The third time was not a charm for Roche, which again failed to get the UK’s NICE to approve its oncology drug Avastin for ovarian cancer. The regulator said the company failed to provide additional information to support the recommendation, reported PMLive. Tuesday’s rejection followed January’s, on the grounds that there wasn’t sufficient proof the drug was worth the cost. Although the $6 billion dollar drug remains an oncology stronghold—FDA greenlighted it for colon cancer in January, and it got approvals for non-small cell lung disease and glioblastoma, among others—PMLive pointed out that NICE’s decision may still pinch, because the channel ovarian patients can use to get the drug in the UK shuts down in March 2014. The Cancer Drug Fund Program gives patients access to non-NICE approved drugs, but is being supplanted by a value-based pricing system, said PMLive.

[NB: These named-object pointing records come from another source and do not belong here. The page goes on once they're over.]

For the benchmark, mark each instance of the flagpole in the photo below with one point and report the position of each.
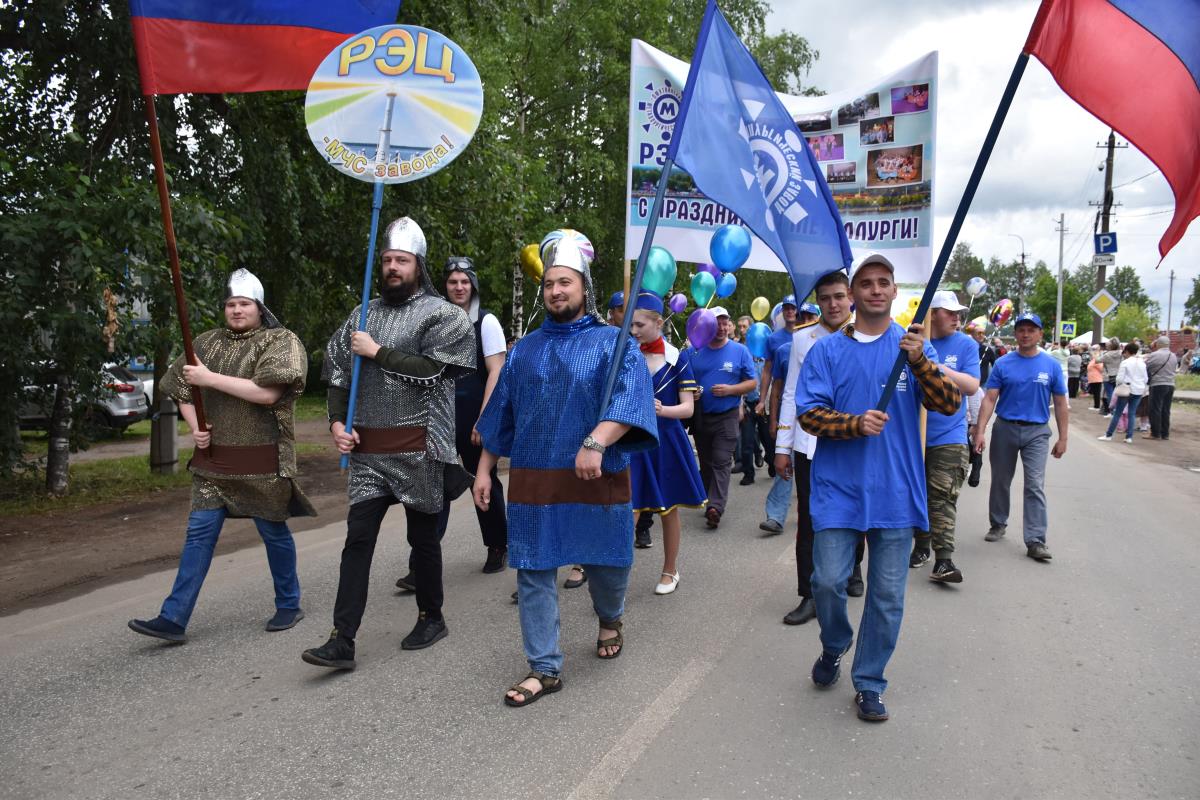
(168, 228)
(960, 215)
(376, 208)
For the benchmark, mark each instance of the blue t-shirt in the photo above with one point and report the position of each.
(730, 364)
(1025, 385)
(960, 353)
(869, 481)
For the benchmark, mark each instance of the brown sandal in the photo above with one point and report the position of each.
(615, 642)
(550, 684)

Sanofi added a new diabetes design contest—this one for insulin delivery devices. It’s called Ignite: The Diabetes Ideas Challenge, and it begins accepting submissions April 8. The challenge, for which ten winners will take home $5,000 each, comes as the company rolls out its 2013 Data Design Diabetes Innovation Challenge, now in its third year. Data Design Diabetes awards $100,000 to a winner that “uses or produces data for decision-making” for better diabetic health outcomes. Past winners include n4a Diabetes Care Center and Ginger.io.

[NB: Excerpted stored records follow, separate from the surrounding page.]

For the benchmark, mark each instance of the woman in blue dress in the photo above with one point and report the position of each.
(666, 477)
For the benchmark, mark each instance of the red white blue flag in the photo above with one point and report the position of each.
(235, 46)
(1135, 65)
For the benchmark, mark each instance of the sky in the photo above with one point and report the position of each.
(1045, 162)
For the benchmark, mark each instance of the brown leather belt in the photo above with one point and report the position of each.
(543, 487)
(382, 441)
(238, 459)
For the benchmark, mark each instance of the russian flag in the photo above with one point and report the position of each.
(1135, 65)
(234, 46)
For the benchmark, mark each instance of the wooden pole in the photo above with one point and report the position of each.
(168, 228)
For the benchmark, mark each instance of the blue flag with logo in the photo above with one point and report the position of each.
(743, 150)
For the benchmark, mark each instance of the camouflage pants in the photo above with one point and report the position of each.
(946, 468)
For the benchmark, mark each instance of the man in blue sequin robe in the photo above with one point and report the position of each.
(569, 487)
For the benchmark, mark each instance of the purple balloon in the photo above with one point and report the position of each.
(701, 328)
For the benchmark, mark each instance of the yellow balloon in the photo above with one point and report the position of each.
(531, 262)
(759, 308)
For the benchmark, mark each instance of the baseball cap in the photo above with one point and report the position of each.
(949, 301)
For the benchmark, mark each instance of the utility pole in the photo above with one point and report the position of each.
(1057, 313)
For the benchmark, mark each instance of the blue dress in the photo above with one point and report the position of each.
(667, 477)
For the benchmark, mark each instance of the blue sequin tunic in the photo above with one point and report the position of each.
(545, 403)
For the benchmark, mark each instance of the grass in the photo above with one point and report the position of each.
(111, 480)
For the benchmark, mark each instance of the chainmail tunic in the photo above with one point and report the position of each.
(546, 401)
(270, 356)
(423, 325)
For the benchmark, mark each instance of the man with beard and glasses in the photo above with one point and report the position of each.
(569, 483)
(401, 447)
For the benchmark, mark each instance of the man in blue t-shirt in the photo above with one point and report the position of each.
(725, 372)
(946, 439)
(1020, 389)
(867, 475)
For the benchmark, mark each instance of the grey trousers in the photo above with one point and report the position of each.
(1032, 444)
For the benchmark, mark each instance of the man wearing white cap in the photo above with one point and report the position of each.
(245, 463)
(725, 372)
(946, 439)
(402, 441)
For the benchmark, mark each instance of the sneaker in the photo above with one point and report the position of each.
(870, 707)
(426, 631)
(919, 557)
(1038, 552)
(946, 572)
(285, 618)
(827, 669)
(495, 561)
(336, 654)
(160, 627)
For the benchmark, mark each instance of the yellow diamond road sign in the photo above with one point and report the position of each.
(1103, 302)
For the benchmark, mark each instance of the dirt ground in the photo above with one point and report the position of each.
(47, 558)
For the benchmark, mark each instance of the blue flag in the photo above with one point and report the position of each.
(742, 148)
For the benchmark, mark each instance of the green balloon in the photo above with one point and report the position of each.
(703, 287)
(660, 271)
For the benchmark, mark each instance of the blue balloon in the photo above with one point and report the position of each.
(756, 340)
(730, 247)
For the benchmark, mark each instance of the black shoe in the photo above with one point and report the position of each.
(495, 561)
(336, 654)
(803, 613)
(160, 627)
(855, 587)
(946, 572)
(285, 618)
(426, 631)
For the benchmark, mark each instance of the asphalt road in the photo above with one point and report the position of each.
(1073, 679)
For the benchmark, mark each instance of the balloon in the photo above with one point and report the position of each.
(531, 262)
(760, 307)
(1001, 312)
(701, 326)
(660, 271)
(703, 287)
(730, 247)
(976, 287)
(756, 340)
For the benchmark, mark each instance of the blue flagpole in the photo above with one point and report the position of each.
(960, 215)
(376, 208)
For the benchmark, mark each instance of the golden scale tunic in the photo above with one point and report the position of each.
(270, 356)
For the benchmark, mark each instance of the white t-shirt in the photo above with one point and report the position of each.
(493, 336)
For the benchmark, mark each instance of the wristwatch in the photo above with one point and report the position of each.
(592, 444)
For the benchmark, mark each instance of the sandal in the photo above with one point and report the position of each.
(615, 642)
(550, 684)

J&J has recalled 1.9 million blood glucose meters after they failed to operate properly at extremely high glucose levels, LifeScan said yesterday. Three different models did not display a proper warning, turned off, or displayed incorrect levels. A serious adverse event was reported in Europe concerning the blood glucose meter and resulted in a patient death. J&J said “it has not determined whether the OneTouch Verio ProMeter was a causal factor.”